As the lenders became more sophisticated, and the real estate market started cooking, three things developed:
1. Automated underwriting
2. Reliance on FICO scoring
3. Private label mortgage-backed securities
Because there was a voracious appetite on Wall Street for higher-yielding vehicles, the scramble began to process the loans quicker and easier. Around 2001 or 2002 Countrywide and others began to accept and approve loans based on FICO score only, and no income documentation was required to get A-paper rates. Normally, Alt-A loans paid a rate premium of 1/4% or more for the convenience of low-doc, but not any more.
Then they bypassed Fannie and Freddie and sold these loans direct to Wall Street, bundled up to look like agency paper with the focus on yields, not documentation.
These loans are still available today.
In yesterday's chart we saw that 83% of the Alt-A loans were low or no-doc, and as JMS correctly pointed out, that is the definition of Alt-A - a loan with alternative documentation. The other 17% were full doc but must have had another kink, like a lower FICO score, that kept them from being a regular package.
Note that the average FICO score was 709 on the Alt-A loans, which is a decent score.
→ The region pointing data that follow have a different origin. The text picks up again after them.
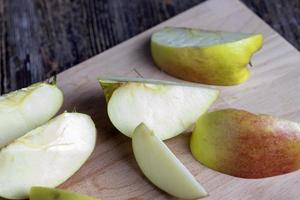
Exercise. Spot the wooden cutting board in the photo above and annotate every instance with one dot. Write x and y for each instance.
(274, 88)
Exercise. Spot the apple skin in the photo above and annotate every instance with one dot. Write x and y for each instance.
(167, 108)
(44, 193)
(223, 64)
(243, 144)
(161, 166)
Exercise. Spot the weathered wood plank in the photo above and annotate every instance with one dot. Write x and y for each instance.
(39, 38)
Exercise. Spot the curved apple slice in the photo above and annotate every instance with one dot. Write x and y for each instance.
(162, 167)
(26, 109)
(43, 193)
(47, 155)
(167, 108)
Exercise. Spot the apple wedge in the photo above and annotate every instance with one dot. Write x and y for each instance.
(47, 155)
(162, 167)
(26, 109)
(247, 145)
(43, 193)
(167, 108)
(209, 57)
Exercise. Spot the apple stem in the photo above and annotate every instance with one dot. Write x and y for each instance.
(52, 80)
(140, 75)
(250, 64)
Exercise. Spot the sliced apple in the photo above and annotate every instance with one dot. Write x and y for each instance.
(47, 155)
(167, 108)
(26, 109)
(162, 167)
(43, 193)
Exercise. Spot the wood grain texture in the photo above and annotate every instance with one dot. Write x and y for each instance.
(112, 173)
(39, 38)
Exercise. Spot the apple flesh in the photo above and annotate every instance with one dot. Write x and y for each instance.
(47, 155)
(162, 167)
(43, 193)
(167, 108)
(26, 109)
(209, 57)
(247, 145)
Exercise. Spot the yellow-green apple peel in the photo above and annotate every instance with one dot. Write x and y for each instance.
(46, 156)
(167, 108)
(26, 109)
(162, 167)
(209, 57)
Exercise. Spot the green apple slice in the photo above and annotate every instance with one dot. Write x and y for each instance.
(162, 167)
(43, 193)
(47, 155)
(209, 57)
(26, 109)
(167, 108)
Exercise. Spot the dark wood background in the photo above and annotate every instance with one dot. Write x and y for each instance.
(39, 38)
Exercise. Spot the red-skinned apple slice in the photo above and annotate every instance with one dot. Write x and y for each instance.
(247, 145)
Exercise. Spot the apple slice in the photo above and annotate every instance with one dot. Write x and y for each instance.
(47, 155)
(26, 109)
(167, 108)
(43, 193)
(247, 145)
(162, 167)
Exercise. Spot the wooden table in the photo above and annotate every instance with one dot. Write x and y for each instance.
(39, 38)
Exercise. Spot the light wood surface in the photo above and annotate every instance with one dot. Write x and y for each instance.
(112, 173)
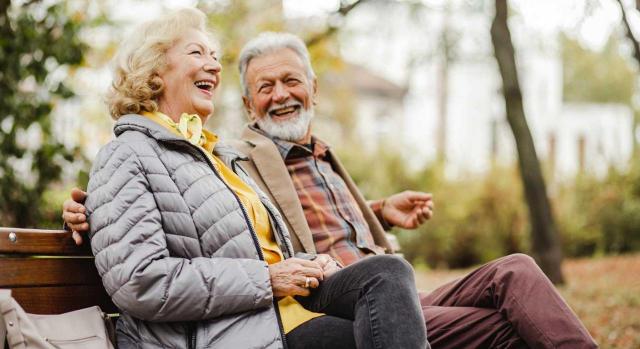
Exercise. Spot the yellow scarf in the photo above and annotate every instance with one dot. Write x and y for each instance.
(189, 126)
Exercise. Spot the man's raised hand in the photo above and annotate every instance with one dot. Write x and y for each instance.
(408, 209)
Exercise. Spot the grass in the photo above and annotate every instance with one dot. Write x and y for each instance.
(604, 293)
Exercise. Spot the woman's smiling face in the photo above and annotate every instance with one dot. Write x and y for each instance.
(191, 76)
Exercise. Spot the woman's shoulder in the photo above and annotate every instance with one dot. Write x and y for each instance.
(127, 146)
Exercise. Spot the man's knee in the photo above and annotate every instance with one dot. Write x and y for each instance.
(392, 265)
(520, 265)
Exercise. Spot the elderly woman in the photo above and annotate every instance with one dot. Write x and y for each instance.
(188, 247)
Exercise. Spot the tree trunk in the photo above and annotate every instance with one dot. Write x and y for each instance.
(545, 243)
(636, 56)
(443, 90)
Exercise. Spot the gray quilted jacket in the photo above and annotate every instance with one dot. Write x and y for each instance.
(174, 247)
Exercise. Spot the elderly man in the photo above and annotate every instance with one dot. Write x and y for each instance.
(507, 303)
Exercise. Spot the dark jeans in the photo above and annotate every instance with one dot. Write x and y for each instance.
(377, 298)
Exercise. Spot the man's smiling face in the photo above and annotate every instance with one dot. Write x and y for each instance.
(280, 95)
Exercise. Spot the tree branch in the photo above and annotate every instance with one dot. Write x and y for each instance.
(343, 11)
(630, 36)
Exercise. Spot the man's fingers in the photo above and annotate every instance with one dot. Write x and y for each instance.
(79, 228)
(72, 206)
(77, 237)
(73, 218)
(418, 195)
(78, 195)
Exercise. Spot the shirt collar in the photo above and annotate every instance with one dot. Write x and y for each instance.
(290, 150)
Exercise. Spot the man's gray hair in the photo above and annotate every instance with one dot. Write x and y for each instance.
(269, 42)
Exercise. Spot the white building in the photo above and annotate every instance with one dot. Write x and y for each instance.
(568, 137)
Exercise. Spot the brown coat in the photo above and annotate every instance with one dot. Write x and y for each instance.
(268, 170)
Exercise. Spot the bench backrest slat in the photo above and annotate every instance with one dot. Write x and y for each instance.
(48, 273)
(40, 241)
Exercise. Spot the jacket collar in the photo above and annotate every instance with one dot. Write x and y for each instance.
(270, 165)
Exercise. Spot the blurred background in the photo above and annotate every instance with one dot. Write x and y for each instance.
(413, 95)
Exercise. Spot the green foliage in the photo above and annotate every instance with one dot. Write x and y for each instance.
(36, 40)
(480, 218)
(599, 77)
(602, 216)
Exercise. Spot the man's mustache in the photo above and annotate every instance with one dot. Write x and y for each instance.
(272, 109)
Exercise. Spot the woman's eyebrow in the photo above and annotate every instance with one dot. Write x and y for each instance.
(202, 47)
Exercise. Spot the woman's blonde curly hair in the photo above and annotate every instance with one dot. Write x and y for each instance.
(136, 83)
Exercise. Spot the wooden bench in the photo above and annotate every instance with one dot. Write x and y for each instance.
(48, 273)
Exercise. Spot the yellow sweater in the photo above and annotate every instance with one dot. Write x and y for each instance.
(291, 312)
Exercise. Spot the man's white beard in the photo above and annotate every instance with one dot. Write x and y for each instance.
(292, 130)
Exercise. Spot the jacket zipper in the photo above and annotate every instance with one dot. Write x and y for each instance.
(254, 237)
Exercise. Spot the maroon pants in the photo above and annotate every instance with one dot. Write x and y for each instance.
(507, 303)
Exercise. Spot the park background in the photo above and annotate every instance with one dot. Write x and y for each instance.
(411, 96)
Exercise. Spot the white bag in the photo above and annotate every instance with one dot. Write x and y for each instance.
(87, 328)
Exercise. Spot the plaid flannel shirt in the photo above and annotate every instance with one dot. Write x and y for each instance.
(332, 213)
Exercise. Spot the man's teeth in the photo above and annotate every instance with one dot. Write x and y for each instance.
(284, 111)
(205, 85)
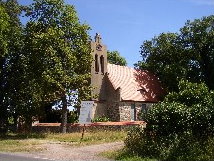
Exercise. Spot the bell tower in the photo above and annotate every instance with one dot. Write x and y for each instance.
(98, 67)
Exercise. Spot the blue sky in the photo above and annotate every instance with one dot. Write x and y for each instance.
(125, 24)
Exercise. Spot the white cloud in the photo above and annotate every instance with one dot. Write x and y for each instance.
(203, 2)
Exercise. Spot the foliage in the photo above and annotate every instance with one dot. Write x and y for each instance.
(184, 55)
(56, 54)
(101, 119)
(115, 58)
(10, 44)
(179, 127)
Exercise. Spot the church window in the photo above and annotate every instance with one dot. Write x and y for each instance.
(144, 111)
(96, 64)
(102, 64)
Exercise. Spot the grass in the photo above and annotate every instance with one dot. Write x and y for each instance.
(33, 142)
(124, 155)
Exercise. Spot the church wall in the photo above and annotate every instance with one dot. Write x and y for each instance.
(100, 109)
(125, 110)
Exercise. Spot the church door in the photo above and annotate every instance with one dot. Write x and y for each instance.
(133, 112)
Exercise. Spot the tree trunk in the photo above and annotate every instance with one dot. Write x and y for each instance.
(64, 114)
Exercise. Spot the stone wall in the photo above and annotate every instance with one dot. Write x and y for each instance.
(99, 109)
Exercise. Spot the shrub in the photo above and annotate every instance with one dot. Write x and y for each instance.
(101, 119)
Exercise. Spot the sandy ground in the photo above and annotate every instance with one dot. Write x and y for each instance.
(64, 152)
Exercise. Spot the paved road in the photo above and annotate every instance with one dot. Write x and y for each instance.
(15, 157)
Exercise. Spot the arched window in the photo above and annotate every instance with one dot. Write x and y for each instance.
(96, 64)
(102, 64)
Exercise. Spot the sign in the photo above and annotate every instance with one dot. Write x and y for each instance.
(86, 112)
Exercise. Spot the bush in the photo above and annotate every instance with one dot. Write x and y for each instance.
(101, 119)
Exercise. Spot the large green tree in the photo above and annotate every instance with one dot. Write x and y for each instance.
(56, 54)
(114, 57)
(188, 54)
(10, 45)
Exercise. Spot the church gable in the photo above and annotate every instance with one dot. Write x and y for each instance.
(135, 85)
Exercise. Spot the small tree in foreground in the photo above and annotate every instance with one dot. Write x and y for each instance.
(56, 54)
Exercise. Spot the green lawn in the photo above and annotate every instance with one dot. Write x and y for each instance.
(123, 155)
(33, 142)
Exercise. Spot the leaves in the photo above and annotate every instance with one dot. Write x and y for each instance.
(115, 58)
(184, 55)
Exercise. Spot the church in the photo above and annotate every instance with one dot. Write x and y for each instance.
(121, 92)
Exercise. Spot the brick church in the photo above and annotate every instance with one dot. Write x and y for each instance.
(122, 92)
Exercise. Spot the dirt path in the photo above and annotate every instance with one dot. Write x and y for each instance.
(65, 152)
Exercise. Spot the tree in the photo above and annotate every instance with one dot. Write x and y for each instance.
(115, 58)
(185, 55)
(10, 40)
(56, 53)
(4, 25)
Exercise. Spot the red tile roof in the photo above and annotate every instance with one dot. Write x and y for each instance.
(135, 85)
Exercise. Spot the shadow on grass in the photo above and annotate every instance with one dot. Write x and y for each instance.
(21, 136)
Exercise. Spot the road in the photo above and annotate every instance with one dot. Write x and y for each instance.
(15, 157)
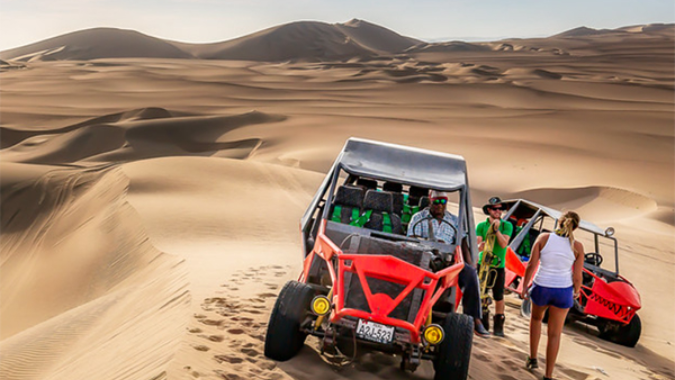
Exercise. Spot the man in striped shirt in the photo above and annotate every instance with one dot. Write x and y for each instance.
(432, 223)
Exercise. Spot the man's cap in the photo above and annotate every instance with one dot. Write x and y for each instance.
(492, 202)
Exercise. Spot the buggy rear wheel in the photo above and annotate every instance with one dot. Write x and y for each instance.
(625, 335)
(284, 338)
(454, 354)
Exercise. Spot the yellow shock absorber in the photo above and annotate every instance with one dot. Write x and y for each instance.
(319, 319)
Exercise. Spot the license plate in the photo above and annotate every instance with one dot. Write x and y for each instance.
(374, 332)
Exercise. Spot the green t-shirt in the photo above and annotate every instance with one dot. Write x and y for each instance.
(506, 229)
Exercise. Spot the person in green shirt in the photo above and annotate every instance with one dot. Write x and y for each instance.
(493, 209)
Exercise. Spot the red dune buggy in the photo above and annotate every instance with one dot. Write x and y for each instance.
(607, 300)
(365, 285)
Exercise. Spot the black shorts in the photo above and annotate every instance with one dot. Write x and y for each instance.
(497, 276)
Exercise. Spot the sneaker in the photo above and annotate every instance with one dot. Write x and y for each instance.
(480, 330)
(531, 363)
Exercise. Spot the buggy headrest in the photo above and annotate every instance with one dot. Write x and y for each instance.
(392, 186)
(415, 193)
(367, 183)
(349, 196)
(378, 201)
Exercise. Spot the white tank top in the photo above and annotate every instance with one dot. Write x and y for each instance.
(557, 258)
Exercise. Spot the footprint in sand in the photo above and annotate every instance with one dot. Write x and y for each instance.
(250, 352)
(228, 359)
(211, 322)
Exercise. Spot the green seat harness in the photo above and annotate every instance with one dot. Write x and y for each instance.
(361, 220)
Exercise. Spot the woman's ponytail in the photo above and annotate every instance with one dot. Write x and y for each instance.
(568, 223)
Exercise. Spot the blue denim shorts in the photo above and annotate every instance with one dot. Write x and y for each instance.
(562, 298)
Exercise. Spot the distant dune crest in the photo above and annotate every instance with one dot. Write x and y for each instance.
(296, 41)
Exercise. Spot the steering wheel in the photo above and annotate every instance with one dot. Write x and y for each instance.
(443, 221)
(593, 259)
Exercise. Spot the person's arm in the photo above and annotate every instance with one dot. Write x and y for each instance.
(503, 238)
(413, 220)
(532, 264)
(577, 275)
(479, 237)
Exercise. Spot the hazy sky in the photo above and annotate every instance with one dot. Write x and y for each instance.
(27, 21)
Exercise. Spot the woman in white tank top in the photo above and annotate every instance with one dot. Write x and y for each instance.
(555, 286)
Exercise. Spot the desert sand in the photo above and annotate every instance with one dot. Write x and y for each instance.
(150, 204)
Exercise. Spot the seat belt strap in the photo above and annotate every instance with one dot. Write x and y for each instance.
(337, 214)
(386, 222)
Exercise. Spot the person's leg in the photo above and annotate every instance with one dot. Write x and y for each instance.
(499, 307)
(535, 328)
(556, 321)
(498, 293)
(468, 282)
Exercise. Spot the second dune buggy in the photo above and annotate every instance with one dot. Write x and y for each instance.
(607, 300)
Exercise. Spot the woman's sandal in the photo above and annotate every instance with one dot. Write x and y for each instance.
(532, 364)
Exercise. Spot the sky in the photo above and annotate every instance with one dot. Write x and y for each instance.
(198, 21)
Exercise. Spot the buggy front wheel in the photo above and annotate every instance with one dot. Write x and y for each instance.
(625, 335)
(284, 338)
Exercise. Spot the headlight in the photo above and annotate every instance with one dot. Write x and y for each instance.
(433, 334)
(320, 305)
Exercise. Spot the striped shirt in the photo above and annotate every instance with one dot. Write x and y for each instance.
(442, 231)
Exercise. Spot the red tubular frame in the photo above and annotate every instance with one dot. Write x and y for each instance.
(385, 268)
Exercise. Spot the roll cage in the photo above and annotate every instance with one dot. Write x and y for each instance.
(407, 166)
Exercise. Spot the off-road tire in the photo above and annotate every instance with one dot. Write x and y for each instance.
(284, 338)
(627, 335)
(454, 354)
(485, 320)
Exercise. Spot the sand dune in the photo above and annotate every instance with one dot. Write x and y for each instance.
(136, 135)
(318, 41)
(150, 206)
(95, 43)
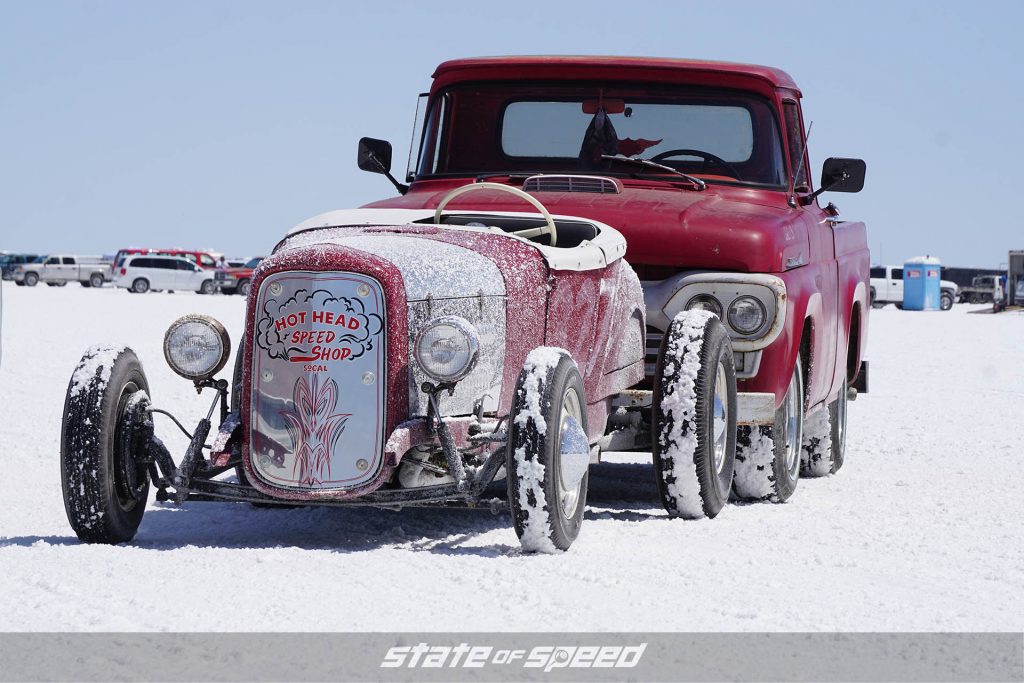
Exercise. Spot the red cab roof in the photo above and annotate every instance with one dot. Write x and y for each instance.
(722, 74)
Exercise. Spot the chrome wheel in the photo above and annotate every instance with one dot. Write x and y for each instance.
(793, 422)
(720, 418)
(571, 439)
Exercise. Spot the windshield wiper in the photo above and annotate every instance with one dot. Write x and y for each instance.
(698, 184)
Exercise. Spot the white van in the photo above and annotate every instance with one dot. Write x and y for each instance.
(141, 272)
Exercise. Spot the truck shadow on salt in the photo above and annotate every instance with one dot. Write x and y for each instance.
(617, 492)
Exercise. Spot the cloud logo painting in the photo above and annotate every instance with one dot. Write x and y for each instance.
(315, 326)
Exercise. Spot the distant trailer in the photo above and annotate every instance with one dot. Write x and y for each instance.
(1015, 278)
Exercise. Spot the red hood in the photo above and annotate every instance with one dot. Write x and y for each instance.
(727, 228)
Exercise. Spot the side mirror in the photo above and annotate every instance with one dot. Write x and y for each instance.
(839, 175)
(843, 175)
(374, 156)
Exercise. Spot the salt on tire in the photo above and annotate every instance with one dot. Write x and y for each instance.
(104, 488)
(768, 458)
(824, 443)
(547, 473)
(694, 416)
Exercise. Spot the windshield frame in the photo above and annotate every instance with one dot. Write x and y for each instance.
(436, 133)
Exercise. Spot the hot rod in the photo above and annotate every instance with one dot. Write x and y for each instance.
(408, 357)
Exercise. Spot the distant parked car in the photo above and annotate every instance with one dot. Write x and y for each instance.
(58, 269)
(143, 272)
(236, 281)
(887, 287)
(203, 258)
(8, 261)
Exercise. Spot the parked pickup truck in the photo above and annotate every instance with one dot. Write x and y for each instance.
(704, 167)
(58, 269)
(9, 261)
(887, 287)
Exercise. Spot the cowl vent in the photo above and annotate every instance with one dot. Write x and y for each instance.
(594, 184)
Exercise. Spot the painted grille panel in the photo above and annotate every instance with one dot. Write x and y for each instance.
(318, 374)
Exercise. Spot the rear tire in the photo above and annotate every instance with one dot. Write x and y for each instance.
(694, 417)
(104, 487)
(768, 458)
(544, 457)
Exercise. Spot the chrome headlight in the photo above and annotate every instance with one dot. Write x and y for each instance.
(446, 348)
(747, 314)
(706, 302)
(197, 347)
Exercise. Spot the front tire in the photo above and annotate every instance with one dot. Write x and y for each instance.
(548, 453)
(104, 486)
(768, 458)
(694, 417)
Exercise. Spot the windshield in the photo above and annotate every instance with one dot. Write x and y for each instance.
(526, 128)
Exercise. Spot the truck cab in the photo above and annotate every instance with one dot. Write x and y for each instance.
(704, 167)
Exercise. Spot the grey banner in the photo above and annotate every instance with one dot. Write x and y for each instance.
(512, 656)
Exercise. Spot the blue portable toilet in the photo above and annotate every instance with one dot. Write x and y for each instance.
(921, 283)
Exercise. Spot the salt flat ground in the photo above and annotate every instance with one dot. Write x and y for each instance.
(921, 530)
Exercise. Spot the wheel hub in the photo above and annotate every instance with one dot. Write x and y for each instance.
(573, 454)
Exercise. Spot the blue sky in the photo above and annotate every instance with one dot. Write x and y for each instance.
(222, 124)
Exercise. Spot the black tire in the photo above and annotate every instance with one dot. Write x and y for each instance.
(547, 511)
(768, 458)
(104, 491)
(694, 440)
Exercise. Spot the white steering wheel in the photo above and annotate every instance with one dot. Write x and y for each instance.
(548, 228)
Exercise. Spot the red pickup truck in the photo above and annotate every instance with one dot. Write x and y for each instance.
(704, 167)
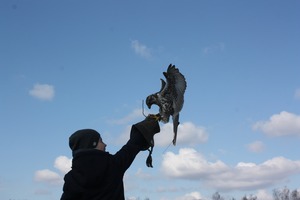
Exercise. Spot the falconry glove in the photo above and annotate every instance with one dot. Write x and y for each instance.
(143, 137)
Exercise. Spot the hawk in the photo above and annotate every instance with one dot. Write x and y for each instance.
(170, 98)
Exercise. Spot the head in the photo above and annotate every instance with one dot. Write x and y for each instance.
(151, 99)
(86, 139)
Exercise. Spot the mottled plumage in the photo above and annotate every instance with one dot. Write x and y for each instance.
(170, 98)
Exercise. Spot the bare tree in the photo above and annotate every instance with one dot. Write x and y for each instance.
(251, 197)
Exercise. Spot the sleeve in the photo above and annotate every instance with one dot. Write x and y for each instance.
(126, 155)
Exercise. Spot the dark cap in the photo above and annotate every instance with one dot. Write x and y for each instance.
(84, 139)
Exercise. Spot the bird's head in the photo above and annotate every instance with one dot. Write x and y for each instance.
(151, 99)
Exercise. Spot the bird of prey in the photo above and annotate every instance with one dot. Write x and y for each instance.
(170, 98)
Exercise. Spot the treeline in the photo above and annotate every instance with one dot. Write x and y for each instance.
(278, 194)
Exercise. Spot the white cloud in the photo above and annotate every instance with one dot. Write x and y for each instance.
(256, 147)
(190, 196)
(42, 91)
(187, 134)
(263, 194)
(190, 164)
(141, 49)
(48, 176)
(281, 124)
(297, 94)
(214, 48)
(63, 164)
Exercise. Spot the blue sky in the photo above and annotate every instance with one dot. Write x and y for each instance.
(67, 65)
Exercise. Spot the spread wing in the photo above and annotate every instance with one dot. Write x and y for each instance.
(175, 87)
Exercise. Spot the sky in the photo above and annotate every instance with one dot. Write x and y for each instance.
(68, 65)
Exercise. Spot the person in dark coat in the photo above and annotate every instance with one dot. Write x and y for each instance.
(97, 174)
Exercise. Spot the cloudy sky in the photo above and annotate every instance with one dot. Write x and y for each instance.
(68, 65)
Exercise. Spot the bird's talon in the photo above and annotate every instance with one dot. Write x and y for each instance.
(156, 117)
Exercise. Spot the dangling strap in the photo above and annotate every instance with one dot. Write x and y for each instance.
(149, 158)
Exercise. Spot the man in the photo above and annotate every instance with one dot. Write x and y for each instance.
(98, 175)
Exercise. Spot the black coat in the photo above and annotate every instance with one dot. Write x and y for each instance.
(98, 175)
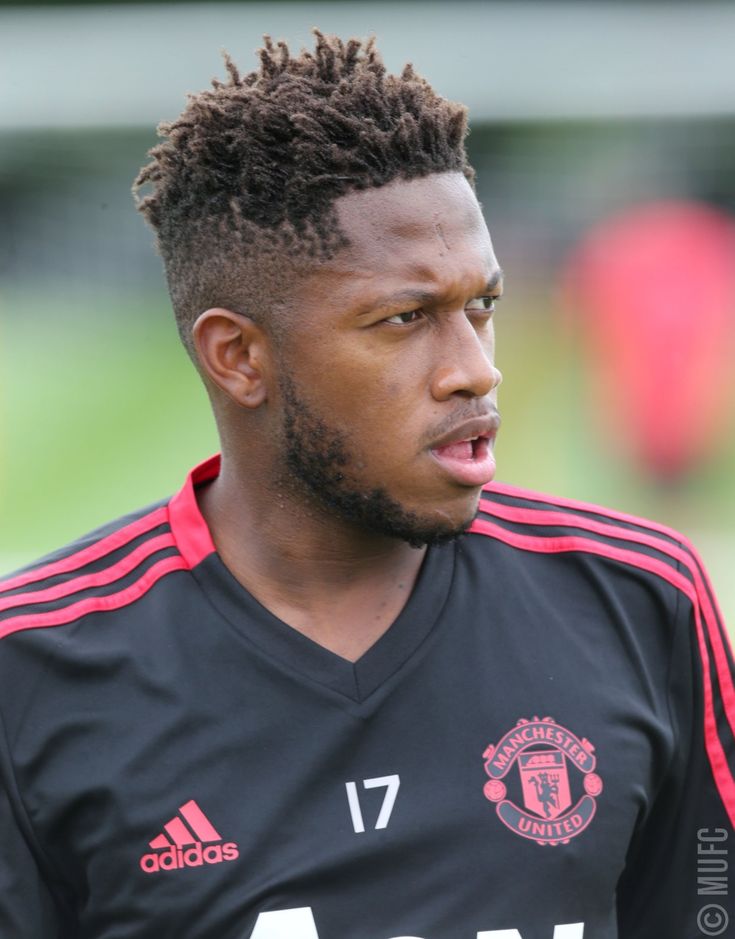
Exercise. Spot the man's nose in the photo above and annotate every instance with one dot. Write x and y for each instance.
(464, 362)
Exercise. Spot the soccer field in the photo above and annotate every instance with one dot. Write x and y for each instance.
(101, 413)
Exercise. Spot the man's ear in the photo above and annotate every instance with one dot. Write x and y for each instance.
(233, 353)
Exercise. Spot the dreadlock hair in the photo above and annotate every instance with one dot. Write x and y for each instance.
(249, 173)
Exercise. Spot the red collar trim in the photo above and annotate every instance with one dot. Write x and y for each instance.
(189, 529)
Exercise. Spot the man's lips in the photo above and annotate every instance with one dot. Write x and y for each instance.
(465, 452)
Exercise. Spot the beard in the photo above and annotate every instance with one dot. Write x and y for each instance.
(318, 465)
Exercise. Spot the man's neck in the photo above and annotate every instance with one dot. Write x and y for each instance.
(330, 580)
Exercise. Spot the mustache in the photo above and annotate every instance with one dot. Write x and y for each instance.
(460, 416)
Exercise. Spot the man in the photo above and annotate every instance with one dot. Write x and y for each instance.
(334, 687)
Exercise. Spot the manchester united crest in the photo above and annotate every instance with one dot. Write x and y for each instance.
(543, 751)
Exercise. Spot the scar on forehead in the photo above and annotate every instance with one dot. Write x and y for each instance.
(441, 236)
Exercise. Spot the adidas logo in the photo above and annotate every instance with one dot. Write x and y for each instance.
(188, 840)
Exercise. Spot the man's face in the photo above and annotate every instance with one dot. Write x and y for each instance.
(387, 382)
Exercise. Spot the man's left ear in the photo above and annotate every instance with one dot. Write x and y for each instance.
(233, 352)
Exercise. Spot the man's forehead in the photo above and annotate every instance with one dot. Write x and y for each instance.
(410, 208)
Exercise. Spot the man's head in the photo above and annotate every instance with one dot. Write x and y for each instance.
(334, 278)
(244, 186)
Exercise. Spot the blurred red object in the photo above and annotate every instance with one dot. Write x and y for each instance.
(653, 291)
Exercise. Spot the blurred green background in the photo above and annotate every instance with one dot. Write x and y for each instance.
(100, 410)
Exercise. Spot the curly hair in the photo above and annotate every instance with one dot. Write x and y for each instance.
(250, 171)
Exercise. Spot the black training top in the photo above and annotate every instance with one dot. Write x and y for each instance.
(540, 747)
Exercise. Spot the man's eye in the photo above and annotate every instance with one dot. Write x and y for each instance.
(482, 304)
(402, 319)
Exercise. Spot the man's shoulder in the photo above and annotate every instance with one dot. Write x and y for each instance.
(106, 569)
(552, 526)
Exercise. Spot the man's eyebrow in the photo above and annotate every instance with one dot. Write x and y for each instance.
(497, 278)
(416, 295)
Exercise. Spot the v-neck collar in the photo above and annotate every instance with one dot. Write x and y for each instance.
(286, 645)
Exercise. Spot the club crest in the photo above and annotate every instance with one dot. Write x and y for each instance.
(543, 750)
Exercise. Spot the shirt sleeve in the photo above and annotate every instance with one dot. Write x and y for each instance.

Borrowers who were cast into the Alt-A pool weren't necessarily bad credit risks - it has as much to do with the lenders wanting to hurry their loans to Wall Street as to why borrowers ended up as Alt-A. I sent many well-qualified buyers to Countrywide because of the convenience of FICO-score-only underwriting, and they were getting A-quality rates, or very close, because the secondary market was so competitive.
In summary, just because a loan is in the Alt-A pool doesn't automatically mean worse-qualified borrowers - it means easier-qualified.
The bigger concern is the type of loan - it's the resetting ARMs that will cause the bulk of the trouble over the next few years. Today I added to yesterday's chart the mix of fixed-rate and adjustable loans. There are 72% of the subprimes and 73% of the Alt-As that are adjustable-rate loans in California.
It works out to roughly 31,691 subprime loans and 278,132 Alt-A loans that have yet to reset their adjustable-rate terms in the Golden State, using the NY Fed's numbers.